In the food/agriculture industry, foreign object removal and quality grading are crucial steps to ensure product quality and safety. DaoAI 3D robot vision from WeLinkirt provides an efficient and accurate solution for this industry.
User Scenario: On the production line of a leading food manufacturer, the main products are various types of bagged snacks. The detection objects include foreign objects in the food, such as metal fragments and plastic particles, as well as the quality of the products, such as appearance integrity and size specifications. Before the snack packaging process, a comprehensive inspection of the products is required to ensure that the products entering the packaging process meet the quality standards.
Pain Points: In the traditional detection methods, manual inspection is inefficient, and there are prone to missed detections and false alarms. According to statistics, the missed detection rate of manual inspection is about 5%, and the false alarm rate reaches 10%. This not only increases the unqualified rate of products but also leads to a large waste of labor costs. At the same time, with the change of market demand, product model changes are frequent. The traditional detection equipment takes more than 30 minutes for model change, which seriously affects the production efficiency. Combining with today's hot-spot direction, traditional detection methods lack the learning ability of robot vision and embodied intelligence and cannot improve the detection ability by learning a large number of human work records.
Technical Principle
DaoAI 3D robot vision uses a self-developed 3D camera for imaging. This camera can obtain the three-dimensional shape information of objects and accurately determine the position and posture of objects in combination with the 6D pose estimation algorithm. For foreign object removal, it uses the feature recognition ability of the visual basic model to identify the foreign object features in the food through learning a large number of foreign object samples. In terms of quality grading, through the three-dimensional shape reconstruction technology, the appearance and size of the product are accurately measured to judge whether the product meets the quality standard. This technology is effective because the 3D camera provides more abundant information.
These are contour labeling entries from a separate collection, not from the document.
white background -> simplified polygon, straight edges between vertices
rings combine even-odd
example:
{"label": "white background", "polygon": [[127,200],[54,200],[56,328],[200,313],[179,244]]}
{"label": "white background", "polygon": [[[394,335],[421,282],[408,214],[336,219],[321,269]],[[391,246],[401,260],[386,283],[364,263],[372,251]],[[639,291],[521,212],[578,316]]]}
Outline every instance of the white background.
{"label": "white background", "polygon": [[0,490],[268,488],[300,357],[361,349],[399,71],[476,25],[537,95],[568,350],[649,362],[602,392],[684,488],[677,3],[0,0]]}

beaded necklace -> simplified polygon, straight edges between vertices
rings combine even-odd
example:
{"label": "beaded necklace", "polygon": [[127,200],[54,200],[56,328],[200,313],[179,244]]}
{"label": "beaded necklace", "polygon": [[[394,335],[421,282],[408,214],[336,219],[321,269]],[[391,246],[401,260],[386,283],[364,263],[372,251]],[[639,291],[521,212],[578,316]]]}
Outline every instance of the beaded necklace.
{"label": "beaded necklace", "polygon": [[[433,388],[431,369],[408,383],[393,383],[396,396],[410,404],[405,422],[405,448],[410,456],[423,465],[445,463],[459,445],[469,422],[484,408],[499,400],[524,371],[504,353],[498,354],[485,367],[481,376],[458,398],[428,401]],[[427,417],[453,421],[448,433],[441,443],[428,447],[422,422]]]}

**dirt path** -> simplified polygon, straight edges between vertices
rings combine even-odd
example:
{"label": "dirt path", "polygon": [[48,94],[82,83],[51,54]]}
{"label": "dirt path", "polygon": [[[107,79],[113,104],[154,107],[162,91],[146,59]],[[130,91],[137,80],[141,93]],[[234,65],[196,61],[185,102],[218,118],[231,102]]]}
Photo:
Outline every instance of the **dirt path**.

Compared with traditional 2D imaging, it can more accurately identify foreign objects and judge product quality, and the 6D pose estimation provides accurate positioning for the robot's operation.
- The self-developed 3D camera obtains three-dimensional information to improve the detection accuracy.
- The 6D pose estimation algorithm realizes accurate object positioning.
- The visual basic model learns foreign object features to enhance the recognition ability.
- The three-dimensional shape reconstruction technology accurately judges product quality.
WeLinkirt Solution and Product
Centered on DaoAI 3D robot vision, a brain-eye - body closed-loop system is constructed. The self-developed 3D camera serves as the “eye” to obtain the three-dimensional information of the product in real-time; the 6D pose estimation algorithm and the visual basic model serve as the “brain” to analyze and judge the obtained information; the robot serves as the “body” to perform foreign object removal and quality grading operations according to the instructions of the “brain”. In actual implementation, it is deployed through SDK/API/Docker, supporting 100% local privatization to ensure that the data does not leave the factory. At the same time, it can be combined with the DaoAI AI AOI software system for positive sample/few-sample learning to improve the detection efficiency.
DaoAI 3D robot vision realizes an efficient closed-loop from data acquisition to decision-making and execution, providing reliable guarantee for foreign object removal and quality grading in the food industry.
Quantitative Results: After using DaoAI 3D robot vision, the foreign object detection rate reaches 98%, the missed detection rate is reduced to <2%, and the false alarm rate is reduced by -70%. The product model change time is shortened to 5min, greatly improving the production efficiency. At the same time, due to the improvement of detection accuracy, the product quality is effectively improved, reducing rework and customer complaints caused by quality problems.
FAQ
What types of foreign objects can DaoAI 3D robot vision detect?
DaoAI 3D robot vision can detect various foreign objects such as metal fragments and plastic particles. It has strong recognition ability by learning the features of a large number of foreign object samples through the visual basic model.
Does the DaoAI 3D robot vision system need to be reprogrammed when changing product models?
No. The system supports rapid model change, which only takes 5 minutes. It can be combined with the DaoAI AI AOI software system for positive sample/few-sample learning to achieve rapid adjustment.
Is the deployment method of the DaoAI 3D robot vision system flexible?
Yes. It can be deployed through SDK/API/Docker, supporting 100% local privatization to ensure that the data does not leave the factory, meeting the needs of different enterprises.